10. Bird flu
Over 260 farms have been affected by avian flu and more than 4 million birds have had to be culled due to outbreaks this year. While turkey and chicken are doing well, the duck industry’s recovery remains uncertain. Bird flu, probably one of the food stories that should have gotten more attention, likely made poultry, meat and eggs more expensive at the grocery store.
The year 2022 has reminded us that cyberterrorism poses a real threat to our food supplies. Sobeys and Maple Leaf Foods suffered a cyberattack this year. JBS Canada paid a ransom worth $11 million last year. No one knows if Sobeys or Maple Leaf Foods also paid a ransom, but we expect more hacks in the future. Hopefully the food industry will be ready.
8. Shortage of infant formula
Few people knew that Canada does not produce its own liquid or powdered formula. All production from the Canada Royal Milk plant located in Kingston, Ontario, is sent to China. Hard to believe. Across the country, parents have been struggling to find infant formula since the beginning of May 2022. Yet another event showing how quickly we can become vulnerable as a country when a single US factory cease its operations.
7. FDA approval of lab-grown chicken
Cultured meat, often called laboratory meat, will be on our shelves very soon. The US FDA just approved cultured chicken in the US. Once the USDA approves it, this cultured meat will be marketed in the United States. When it comes to the environment, animal welfare, disease outbreaks and pandemics, this technology may be a game-changer in the future. Canada could be the next country to approve this product. But if you want these products to carry proper labeling, don’t hold your breath.
6. Lettuce Reminder
California is drying up, which is increasingly a problem for Canada. In the fall, the price of lettuce jumped in no time, and we still had to find some. The situation is recovering slowly with lettuce from elsewhere. The shortage of lettuce in Canada this year is another example of how climate change is now forcing the international food trade to redefine itself.
5. Fertilizer Chaos
The Trudeau government wants a 30% reduction in emissions by 2030, which doesn’t necessarily include fertilizers, but growers say reducing nitrous oxide emissions can’t be achieved without reducing fertilizer use . This policy has drawn attention for many this year. Ottawa wants an absolute reduction in emissions, regardless of productivity or efficiency of fertilizer use. For many crops, our farmers’ ability to grow anything will be severely compromised unless they use more land. This is another example of how urban-centric politics drives agrifood policies today.

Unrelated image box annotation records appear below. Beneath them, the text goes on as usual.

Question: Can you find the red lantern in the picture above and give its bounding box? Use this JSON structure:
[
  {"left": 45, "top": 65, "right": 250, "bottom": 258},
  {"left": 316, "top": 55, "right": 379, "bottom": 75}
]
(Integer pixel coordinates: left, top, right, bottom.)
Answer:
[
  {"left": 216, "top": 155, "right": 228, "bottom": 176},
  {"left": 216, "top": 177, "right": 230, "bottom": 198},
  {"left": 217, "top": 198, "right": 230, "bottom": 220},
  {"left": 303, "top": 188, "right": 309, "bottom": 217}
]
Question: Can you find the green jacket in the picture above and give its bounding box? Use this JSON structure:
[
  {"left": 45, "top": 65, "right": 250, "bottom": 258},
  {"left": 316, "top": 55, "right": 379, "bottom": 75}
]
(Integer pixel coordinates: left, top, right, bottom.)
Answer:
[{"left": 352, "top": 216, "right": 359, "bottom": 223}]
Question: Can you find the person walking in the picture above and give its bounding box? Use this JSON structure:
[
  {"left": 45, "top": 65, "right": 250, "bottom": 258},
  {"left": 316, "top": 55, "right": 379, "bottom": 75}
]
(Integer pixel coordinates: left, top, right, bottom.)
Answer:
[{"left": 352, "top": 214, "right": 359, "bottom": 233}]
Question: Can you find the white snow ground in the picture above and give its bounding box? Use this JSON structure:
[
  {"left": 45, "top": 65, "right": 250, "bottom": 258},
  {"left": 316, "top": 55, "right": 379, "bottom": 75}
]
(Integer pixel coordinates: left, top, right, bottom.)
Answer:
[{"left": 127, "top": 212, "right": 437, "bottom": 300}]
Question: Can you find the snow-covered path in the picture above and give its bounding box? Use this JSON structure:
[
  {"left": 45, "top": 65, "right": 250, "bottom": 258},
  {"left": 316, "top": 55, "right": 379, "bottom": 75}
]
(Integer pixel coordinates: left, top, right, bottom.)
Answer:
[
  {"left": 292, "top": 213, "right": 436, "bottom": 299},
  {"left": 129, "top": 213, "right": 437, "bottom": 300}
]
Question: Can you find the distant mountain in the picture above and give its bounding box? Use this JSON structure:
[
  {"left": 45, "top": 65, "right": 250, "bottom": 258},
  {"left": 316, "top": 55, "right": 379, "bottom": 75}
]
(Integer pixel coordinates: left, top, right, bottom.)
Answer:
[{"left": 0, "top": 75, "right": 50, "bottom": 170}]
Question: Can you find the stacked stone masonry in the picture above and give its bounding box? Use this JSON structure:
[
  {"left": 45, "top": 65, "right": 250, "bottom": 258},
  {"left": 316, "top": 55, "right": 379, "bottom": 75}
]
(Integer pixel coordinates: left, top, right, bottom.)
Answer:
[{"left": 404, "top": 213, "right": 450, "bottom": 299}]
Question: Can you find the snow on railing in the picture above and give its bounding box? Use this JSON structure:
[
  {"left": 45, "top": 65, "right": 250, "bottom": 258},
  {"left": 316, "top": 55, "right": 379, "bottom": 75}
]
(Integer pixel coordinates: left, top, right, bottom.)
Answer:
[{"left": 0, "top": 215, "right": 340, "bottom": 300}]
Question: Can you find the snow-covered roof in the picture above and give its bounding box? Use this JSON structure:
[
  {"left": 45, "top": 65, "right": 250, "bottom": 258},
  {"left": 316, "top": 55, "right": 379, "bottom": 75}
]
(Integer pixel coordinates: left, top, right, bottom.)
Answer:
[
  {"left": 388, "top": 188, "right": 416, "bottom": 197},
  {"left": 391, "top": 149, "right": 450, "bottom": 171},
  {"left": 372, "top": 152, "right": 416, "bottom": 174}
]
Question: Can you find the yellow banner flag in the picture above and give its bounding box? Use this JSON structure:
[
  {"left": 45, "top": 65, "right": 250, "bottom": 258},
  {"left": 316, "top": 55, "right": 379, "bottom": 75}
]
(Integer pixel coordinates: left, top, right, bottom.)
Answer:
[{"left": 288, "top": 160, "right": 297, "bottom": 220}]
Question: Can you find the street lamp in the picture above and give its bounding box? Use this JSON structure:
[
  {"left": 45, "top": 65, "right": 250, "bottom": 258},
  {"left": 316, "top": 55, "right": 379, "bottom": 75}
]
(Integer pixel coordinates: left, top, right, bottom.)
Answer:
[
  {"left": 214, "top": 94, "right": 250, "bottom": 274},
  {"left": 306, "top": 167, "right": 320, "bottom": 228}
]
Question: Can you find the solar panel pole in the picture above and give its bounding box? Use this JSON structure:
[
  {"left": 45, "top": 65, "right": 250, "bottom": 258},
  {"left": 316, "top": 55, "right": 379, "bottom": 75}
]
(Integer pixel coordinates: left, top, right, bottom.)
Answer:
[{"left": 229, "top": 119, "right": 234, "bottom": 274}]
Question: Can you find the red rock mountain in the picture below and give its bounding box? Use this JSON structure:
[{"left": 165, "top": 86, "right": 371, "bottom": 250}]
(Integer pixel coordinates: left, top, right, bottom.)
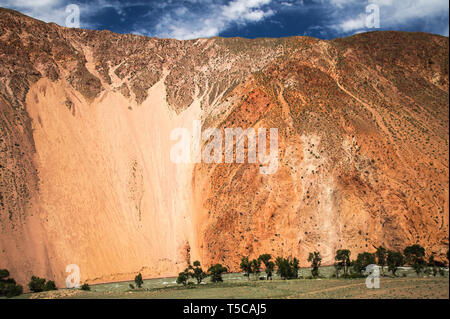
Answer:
[{"left": 0, "top": 9, "right": 449, "bottom": 286}]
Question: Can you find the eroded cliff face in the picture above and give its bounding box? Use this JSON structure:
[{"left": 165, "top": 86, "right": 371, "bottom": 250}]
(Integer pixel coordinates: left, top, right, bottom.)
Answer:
[{"left": 0, "top": 9, "right": 449, "bottom": 286}]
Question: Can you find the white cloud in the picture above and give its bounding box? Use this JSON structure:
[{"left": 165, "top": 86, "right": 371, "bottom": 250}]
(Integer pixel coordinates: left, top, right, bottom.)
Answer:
[
  {"left": 150, "top": 0, "right": 274, "bottom": 40},
  {"left": 329, "top": 0, "right": 449, "bottom": 33}
]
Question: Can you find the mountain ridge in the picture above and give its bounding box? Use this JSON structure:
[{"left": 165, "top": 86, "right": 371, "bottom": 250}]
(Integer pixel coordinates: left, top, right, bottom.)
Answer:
[{"left": 0, "top": 9, "right": 448, "bottom": 285}]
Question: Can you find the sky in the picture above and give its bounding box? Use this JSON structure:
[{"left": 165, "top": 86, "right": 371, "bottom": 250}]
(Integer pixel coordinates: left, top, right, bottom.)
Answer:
[{"left": 0, "top": 0, "right": 449, "bottom": 40}]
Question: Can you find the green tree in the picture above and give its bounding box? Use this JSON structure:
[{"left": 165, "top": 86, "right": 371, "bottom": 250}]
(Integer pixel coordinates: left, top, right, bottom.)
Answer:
[
  {"left": 80, "top": 283, "right": 90, "bottom": 291},
  {"left": 258, "top": 254, "right": 275, "bottom": 280},
  {"left": 353, "top": 252, "right": 375, "bottom": 274},
  {"left": 275, "top": 257, "right": 299, "bottom": 279},
  {"left": 134, "top": 273, "right": 144, "bottom": 288},
  {"left": 240, "top": 256, "right": 252, "bottom": 280},
  {"left": 308, "top": 251, "right": 322, "bottom": 278},
  {"left": 177, "top": 270, "right": 189, "bottom": 286},
  {"left": 208, "top": 264, "right": 227, "bottom": 282},
  {"left": 386, "top": 250, "right": 405, "bottom": 276},
  {"left": 44, "top": 280, "right": 58, "bottom": 291},
  {"left": 192, "top": 260, "right": 207, "bottom": 284},
  {"left": 0, "top": 269, "right": 23, "bottom": 298},
  {"left": 0, "top": 269, "right": 9, "bottom": 280},
  {"left": 251, "top": 259, "right": 261, "bottom": 278},
  {"left": 375, "top": 246, "right": 387, "bottom": 276},
  {"left": 428, "top": 254, "right": 438, "bottom": 277},
  {"left": 403, "top": 244, "right": 426, "bottom": 276},
  {"left": 28, "top": 276, "right": 45, "bottom": 292},
  {"left": 291, "top": 257, "right": 300, "bottom": 279},
  {"left": 334, "top": 249, "right": 350, "bottom": 275}
]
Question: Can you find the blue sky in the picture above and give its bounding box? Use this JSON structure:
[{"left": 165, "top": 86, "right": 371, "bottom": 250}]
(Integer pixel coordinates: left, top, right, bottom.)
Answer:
[{"left": 0, "top": 0, "right": 449, "bottom": 39}]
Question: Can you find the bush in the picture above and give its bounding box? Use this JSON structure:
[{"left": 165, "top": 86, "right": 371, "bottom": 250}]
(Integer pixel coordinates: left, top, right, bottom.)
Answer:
[
  {"left": 0, "top": 269, "right": 23, "bottom": 298},
  {"left": 353, "top": 252, "right": 375, "bottom": 273},
  {"left": 0, "top": 269, "right": 9, "bottom": 280},
  {"left": 308, "top": 251, "right": 322, "bottom": 278},
  {"left": 177, "top": 271, "right": 189, "bottom": 286},
  {"left": 191, "top": 260, "right": 206, "bottom": 284},
  {"left": 6, "top": 284, "right": 23, "bottom": 298},
  {"left": 275, "top": 257, "right": 299, "bottom": 279},
  {"left": 386, "top": 250, "right": 405, "bottom": 276},
  {"left": 28, "top": 276, "right": 45, "bottom": 292},
  {"left": 44, "top": 280, "right": 57, "bottom": 291},
  {"left": 403, "top": 244, "right": 426, "bottom": 275},
  {"left": 134, "top": 273, "right": 144, "bottom": 288},
  {"left": 208, "top": 264, "right": 227, "bottom": 282},
  {"left": 80, "top": 283, "right": 91, "bottom": 291}
]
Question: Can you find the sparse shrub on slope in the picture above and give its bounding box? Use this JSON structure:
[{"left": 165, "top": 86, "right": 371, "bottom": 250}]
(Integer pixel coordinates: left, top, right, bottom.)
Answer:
[
  {"left": 208, "top": 264, "right": 227, "bottom": 282},
  {"left": 0, "top": 269, "right": 23, "bottom": 298}
]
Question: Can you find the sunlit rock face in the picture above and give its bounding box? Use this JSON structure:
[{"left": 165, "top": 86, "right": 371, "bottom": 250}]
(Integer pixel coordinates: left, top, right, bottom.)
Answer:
[{"left": 0, "top": 9, "right": 449, "bottom": 286}]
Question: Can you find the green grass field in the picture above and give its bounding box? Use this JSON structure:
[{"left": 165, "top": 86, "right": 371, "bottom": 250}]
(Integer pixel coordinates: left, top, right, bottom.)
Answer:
[{"left": 7, "top": 267, "right": 449, "bottom": 299}]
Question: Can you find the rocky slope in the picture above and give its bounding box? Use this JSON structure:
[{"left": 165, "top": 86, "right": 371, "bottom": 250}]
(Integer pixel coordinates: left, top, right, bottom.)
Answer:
[{"left": 0, "top": 9, "right": 449, "bottom": 286}]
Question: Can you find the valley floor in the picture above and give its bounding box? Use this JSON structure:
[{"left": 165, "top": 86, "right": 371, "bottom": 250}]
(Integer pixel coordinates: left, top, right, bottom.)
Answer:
[{"left": 9, "top": 274, "right": 449, "bottom": 299}]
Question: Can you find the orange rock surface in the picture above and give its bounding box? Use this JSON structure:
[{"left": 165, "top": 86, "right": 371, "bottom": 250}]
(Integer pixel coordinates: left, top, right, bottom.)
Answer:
[{"left": 0, "top": 9, "right": 449, "bottom": 286}]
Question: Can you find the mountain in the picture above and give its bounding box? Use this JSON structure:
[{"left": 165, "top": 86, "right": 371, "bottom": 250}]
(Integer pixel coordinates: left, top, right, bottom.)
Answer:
[{"left": 0, "top": 9, "right": 449, "bottom": 286}]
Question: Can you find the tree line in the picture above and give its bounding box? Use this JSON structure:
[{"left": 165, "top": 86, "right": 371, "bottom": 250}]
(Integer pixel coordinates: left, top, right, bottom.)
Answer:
[{"left": 173, "top": 244, "right": 449, "bottom": 285}]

4. Ottawa’s new front-of-package labeling rule
Health Canada announced in June that it would move forward with a policy requiring front-of-package nutrition symbols on foods high in saturated fat, sugar and sodium. This concept will provide clear and easy to read labels. Manufacturers have until 1er January 2026 to change their labeling to comply with the new requirement. These new regulations spawned the now well-known phrase “Don’t Label My Beef” since Ottawa intended to label single-ingredient products like ground meat, potentially becoming the first country in the world to do so. To do. Ottawa changed its mind at the last minute. This new standard will incentivize manufacturers to produce healthier food as it creates a level playing field for all businesses. Good decision from Ottawa.
Chrystia Freeland was right. The blockades impacted Canada’s reputation in the United States and may have given Americans another excuse to support their America First policies. Several blockades across the country have interrupted trade between Canada and the United States. The Ambassador Bridge, the busiest international land crossing between the United States and Canada, was closed from February 7 to 13. Between $8 billion and $12 billion worth of agri-food products cross the Ambassador Bridge in both directions each year. Canada really didn’t look good.
2. Food inflation and the search for culprits
Inflation is becoming a major concern for everyone this year. The fact that Canada has the second lowest food inflation rate in the G7 doesn’t matter. From a parliamentary inquiry to our Competition Bureau’s study of grocer profits, many Canadians blame the grocery industry, trying to find a scapegoat for food affordability issues. The industry has felt the pressure of “greed” campaigns this year. It even prompted Loblaw to implement the world’s largest price freeze policy for a grocer until the end of January 2023. While it’s important for policymakers and regulators to understand what’s going on, it there is no evidence of abuse in the food retail trade. But doubts persist.
How can Ukraine not take the top spot and be the biggest news of the year? When the country was cruelly invaded by Russia on February 24, many Canadians did not realize how this region of the world played such a vital role in the global agri-food sector. With its agricultural production, Ukraine can feed 400 million people every year. That’s more than the US population. Russian exports, hit by the sanctions, are also critical. A few months after the invasion, many commodities reached record prices. In June, processors had to pay more for inputs, which ultimately affected food inflation across the globe. Access to fertilizers has also been compromised. Hopefully 2023 will bring a peaceful end to the horrors suffered by the people of Ukraine.
In short, the year 2022 has been captivating to say the least. But it also brought its share of concern. We should hope that the year 2023 will bring more peace and health to the world, including to Ukrainians.